= Tammy Hensrud =

American opera singer

Tammy Hensrud is an American opera singer and teacher credited with hundreds of international performances. She is an adjunct Professor of Voice at Hofstra University.

She portrayed many trouser roles from Mozart's Cherubino and Sesto, to Strauss' Octavian and Composer, as well as the Rossini heroines of Rosina, Cenerentola and Isabella. She made her European debut in Klagenfurt as Romeo in Bellini's I Capuleti e I Montecchi while still in the Vienna State Opera's Young Artist Program.
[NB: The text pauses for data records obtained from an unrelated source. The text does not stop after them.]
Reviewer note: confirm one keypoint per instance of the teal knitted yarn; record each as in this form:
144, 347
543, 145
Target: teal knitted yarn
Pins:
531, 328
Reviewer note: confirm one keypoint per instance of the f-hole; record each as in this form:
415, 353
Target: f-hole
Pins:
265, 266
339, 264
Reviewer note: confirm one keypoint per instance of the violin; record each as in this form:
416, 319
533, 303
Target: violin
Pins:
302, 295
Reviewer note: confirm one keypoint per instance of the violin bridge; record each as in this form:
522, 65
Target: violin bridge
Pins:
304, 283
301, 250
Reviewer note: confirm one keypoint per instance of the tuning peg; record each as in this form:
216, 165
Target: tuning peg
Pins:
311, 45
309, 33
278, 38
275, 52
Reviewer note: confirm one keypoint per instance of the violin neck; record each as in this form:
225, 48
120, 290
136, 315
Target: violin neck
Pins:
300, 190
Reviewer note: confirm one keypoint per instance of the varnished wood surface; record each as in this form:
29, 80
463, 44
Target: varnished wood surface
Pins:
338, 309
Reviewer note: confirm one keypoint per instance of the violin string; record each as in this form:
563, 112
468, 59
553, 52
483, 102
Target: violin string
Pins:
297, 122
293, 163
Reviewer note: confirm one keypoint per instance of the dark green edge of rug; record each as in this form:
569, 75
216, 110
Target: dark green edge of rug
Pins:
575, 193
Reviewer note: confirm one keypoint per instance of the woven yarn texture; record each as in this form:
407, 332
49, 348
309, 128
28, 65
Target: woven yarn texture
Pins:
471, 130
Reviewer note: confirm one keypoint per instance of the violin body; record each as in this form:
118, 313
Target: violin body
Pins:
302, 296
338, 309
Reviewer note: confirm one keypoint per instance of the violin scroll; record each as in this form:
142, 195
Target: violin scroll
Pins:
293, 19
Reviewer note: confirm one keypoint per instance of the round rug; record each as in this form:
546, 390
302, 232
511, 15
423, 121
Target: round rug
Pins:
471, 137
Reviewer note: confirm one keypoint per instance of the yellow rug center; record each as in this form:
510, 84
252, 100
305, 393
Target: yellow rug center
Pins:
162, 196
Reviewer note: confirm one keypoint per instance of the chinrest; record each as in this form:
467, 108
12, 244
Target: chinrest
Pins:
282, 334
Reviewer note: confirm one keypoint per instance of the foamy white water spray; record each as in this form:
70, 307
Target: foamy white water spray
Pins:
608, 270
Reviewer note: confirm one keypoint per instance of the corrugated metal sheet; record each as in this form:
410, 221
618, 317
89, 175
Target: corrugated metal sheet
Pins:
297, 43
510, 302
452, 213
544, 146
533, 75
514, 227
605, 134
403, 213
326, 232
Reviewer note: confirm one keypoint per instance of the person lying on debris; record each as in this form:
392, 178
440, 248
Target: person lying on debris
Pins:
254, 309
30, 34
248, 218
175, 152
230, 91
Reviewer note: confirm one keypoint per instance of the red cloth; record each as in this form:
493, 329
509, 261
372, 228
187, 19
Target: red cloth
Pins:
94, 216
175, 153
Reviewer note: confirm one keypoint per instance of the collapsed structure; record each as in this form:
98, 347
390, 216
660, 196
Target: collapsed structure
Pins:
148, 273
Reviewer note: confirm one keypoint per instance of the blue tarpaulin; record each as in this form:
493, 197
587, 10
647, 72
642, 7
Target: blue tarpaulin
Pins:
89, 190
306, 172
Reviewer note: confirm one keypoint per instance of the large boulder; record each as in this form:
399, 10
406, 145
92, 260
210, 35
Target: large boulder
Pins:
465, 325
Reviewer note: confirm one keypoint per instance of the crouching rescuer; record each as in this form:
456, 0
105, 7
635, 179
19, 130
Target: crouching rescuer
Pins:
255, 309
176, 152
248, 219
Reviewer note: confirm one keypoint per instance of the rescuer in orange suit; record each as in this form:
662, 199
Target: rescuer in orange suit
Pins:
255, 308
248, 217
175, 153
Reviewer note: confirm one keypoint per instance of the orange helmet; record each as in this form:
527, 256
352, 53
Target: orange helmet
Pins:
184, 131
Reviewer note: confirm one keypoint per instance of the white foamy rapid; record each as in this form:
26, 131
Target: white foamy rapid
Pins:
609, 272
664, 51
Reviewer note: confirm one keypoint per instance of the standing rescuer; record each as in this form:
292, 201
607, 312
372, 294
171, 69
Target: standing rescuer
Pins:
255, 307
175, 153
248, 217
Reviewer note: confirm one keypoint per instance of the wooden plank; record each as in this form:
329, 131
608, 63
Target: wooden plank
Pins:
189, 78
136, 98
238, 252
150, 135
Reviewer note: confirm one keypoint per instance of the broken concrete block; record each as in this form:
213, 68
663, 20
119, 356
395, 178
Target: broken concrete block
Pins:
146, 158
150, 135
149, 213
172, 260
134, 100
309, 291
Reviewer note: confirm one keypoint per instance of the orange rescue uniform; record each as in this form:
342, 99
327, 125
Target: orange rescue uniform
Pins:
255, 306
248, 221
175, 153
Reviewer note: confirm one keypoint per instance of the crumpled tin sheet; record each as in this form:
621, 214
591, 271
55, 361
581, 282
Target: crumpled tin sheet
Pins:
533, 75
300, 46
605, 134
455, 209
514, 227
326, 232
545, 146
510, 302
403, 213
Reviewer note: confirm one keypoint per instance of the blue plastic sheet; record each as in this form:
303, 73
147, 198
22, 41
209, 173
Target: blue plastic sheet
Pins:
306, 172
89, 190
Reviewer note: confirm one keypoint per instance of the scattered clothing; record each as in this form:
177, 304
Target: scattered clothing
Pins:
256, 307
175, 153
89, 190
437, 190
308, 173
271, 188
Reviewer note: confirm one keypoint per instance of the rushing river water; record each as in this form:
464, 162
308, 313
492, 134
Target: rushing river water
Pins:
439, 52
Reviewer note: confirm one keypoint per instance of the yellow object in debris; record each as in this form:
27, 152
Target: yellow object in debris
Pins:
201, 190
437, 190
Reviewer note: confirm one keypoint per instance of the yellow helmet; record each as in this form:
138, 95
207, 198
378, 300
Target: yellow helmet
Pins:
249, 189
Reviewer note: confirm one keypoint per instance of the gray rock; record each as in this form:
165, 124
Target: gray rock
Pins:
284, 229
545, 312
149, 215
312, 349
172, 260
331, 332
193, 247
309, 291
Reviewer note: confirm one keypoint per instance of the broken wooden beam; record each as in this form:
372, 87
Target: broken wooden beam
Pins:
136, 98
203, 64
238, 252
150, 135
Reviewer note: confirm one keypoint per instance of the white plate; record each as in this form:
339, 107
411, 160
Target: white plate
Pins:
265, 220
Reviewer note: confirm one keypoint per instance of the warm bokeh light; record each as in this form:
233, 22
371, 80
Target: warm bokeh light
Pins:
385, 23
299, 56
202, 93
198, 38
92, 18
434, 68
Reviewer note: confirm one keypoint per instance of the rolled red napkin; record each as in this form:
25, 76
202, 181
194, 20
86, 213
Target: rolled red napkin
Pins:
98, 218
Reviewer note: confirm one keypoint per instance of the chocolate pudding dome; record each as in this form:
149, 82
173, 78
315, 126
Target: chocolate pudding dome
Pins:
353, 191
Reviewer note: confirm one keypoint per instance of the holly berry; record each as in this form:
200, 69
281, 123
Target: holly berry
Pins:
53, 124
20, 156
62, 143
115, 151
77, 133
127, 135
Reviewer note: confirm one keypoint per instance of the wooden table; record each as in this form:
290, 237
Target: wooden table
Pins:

Following a career with more than 35 roles in the mezzo-soprano repertoire, Hensrud embarked on a career as a soprano performing roles such as Amelia, Lady Macbeth, Senta, Chrysothemis, and Vanessa along with such roles as Donna Elvira, Tosca and Lisa. As a soprano, Hensrud has appeared in opera houses throughout Europe and the US including the Vienna State Opera, Stuttgart Opera, Théâtre du Châtelet in Paris, Klagenfurt Stadttheater, the Salzburg Summer and Easter Festivals, the Metropolitan Opera, Cleveland Opera, Opera Orchestra of New York, and Liederkranz Opera.

Since 2008 Hensrud has also performed with soprano Korliss Uecker as the vocal duo "Feminine Musique". The duo specialises in performing works by women composers and have presented lecture recitals at conferences and festivals in the US and internationally.